Wallpaper: Me.
Not the woman I was now—older, harder, carved by grief and survival.
But her.
The girl I used to be.
Asleep beneath the old oak tree at the Brooklyn estate, sunlight filtering through the leaves in warm gold patches across my skin. Hair spread like a dark halo over the grass. One bare shoulder exposed from the loose white summer dress he loved. My lips parted in that soft, unguarded way he used to kiss me awake.
Fifteen.
Fifteen years old.
Long before the blood. Before betrayals. Before the grave he dug in his heart and lowered my memory into.
The world tilted like it was trying to shake me out of myself.
He had kept it. He had kept me.
Not tucked away in some forgotten gallery, not sealed in a dead phone or an encrypted archive—
But here.
Front and center. As his lock screen. As his home screen.
Every day. Every morning. For half a decade.
A relic of a girl he once loved more than oxygen—preserved in pixels, protected by titanium, carried into every room, every meeting, every battlefield of his life.
I felt something inside me crack. Not break—crack, like a vault door forced open by something too heavy to ignore.

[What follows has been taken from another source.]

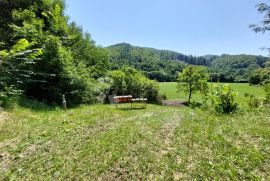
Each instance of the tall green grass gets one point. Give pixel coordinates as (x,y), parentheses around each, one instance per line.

Vanya watched me, chest rising and falling with anxious curiosity, but I couldn’t look away from the screen.
I finally shoved the phone into my pocket, swallowed the sob clawing at my throat, and forced my face into a mask of stern control.
“You,” I said, pointing at him with a trembling finger, “have gotten us into so much trouble, Vanya.”
Vanya blinked up at me, confused. “...Why?”
I took a shuddering breath, voice tight with equal parts fear and fury. “I know you’re desperate to see your dad. It hurts me—God, it hurts me too—that you don’t have him in your life. But you can’t go around acting reckless. Do you understand? Reckless.”
His brow furrowed.
“First,” I continued, pacing a little, “you march up to a mafia boss at his own wedding, in front of hundreds of people, and—what?—call him ‘Papa’ as if he’d magically know who you are. He doesn’t know he has a son. Anywhere. I’ve told you that already!” My voice rose, cracking at the edges. “Then you make me expose myself in front of all those people, having to fight just to keep you safe. Do you know how close I was to fainting when that guard blew smoke into my face? That was it, I was done!”
I pressed my hands to my temples, trying to will down the adrenaline still hammering through my chest. “And now—you picked his pocket. How... how did you even do that? This was supposed to be a quiet visit. Not... not a catastrophe waiting to happen! Do you know what kind of trouble we could be in?”
Vanya’s eyes widened. His lower lip began to tremble, guilt flickering across his small face.
Then, almost imperceptibly, he climbed onto the bed, crawled into my lap, and wrapped his tiny arms around me, burying his face against my chest.
“I just wanted my dad to see me,” he whispered, his voice muffled but carrying every ounce of longing and innocence that made my heart splinter all over again.
I froze, one arm instinctively tightening around him, my other hand pressed to my lips as tears burned behind my eyes. The weight of it—his longing, his trust, his small, defiant love—nearly broke me.
“I know, baby,” I murmured, stroking the back of his curls, “I know. But we have to be smart. We have to do this... carefully.”
He sniffled, still clinging. And my heart broke for the second time that day.